Il contesto è decisamente nazionale e bunueliano (e la guerra civile del '36 lo ha confermato). I due vian­danti sono gli unici che passano indenni tra tanto furore, e proprio in nome della terrestrità umanistica, addirittura antintellettuale (mangiano e bevono allegramente men­tre il gesuita e il giansenista duellano con la spada e più ancora con la lingua). La vita e la concretezza è ciò che li àncora alla sana quotidiana materialità dell'esi­stenza; ateo e credente finiscono per perdere i loro ca­ratteri diversificanti: ciò che li unisce - una umanità originale e libera verso valori naturali autentici – è più profondo di ciò che li potrebbe separare. L'incontro con le forze demoniache si neutralizza con il pensiero materiale dell'utilizzazione delle scarpe del morto; la stessa liberazione delle forze occulte della persona (il fulmine auspicato da Pierre o l'incidente che augura) non è tanto un fatto eccezionale, quanto un «meraviglioso» naturale anche se inspiegabile, proprio di una umanità libera e felice in cui materialità e spiritualità, naturale e soprannaturale, ragione e fantasia coesistono in una impareggiabile armonia, come nelle popolazioni primi­tive.

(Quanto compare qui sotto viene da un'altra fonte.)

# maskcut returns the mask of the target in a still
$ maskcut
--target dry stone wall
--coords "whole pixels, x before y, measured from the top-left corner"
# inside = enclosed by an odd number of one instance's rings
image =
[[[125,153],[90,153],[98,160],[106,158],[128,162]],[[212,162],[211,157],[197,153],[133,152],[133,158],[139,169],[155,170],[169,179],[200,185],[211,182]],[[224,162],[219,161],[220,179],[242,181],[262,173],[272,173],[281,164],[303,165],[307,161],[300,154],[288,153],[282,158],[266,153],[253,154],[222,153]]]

Questa umanità « terrestre » non raggiunge la sua terra promessa - Santiago - e cede di buon grado agli inviti della prostituta che realizza l'iniziale predi­zione, perché si è rivelata falsa la meta prefissata: pare infatti che il corpo di San Giacomo sia stato sostituito da quello dell'eretico Priscilliano; la città di Santiago è ormai deserta, senza pellegrini. Fanatismo dogmatico e furore eretico si sono scontrati e confusi: « Due orrori uguali e contrari si scontrano in un apocalittico sabba, finché diventano complementari. Allora è possibile lo scambio delle parti, e delle "verità"». Se il curato contrario ai Patéliers poi ne fa propria la tesi scoprendosi subito dopo che è pazzo, il gesuita e il giansenista, « savi », duellano con le affilate armi della loro dialettica per poi andarsene cerimoniosi a braccetto; la finale so­stituzione o confusione dei resti del venerato San Giacomo con quelli dell'eretico vescovo di Avila non la­scia dubbi su questa babelica degenerazione di fronte alla quale Buñuel auspica il ritorno alla chiarezza ori­ginaria. Il Cristo in cammino ridà la vista ai due ciechi ma ammonisce: « Non crediate che io sia venuto a por­tare pace sulla terra. Non son venuto a portare la pace, ma la spada. Perché son venuto a dividere il figlio dal padre; la figlia dalla madre... » (Matteo, 10, 34-39). Si ricomincia dall'inizio; ma niente è gratuito o casuale, occorre volere, bisogna operare delle scelte, maturare un impegno. Giunti ad un fosso, un cieco passa, l'altro tentenna e rimane.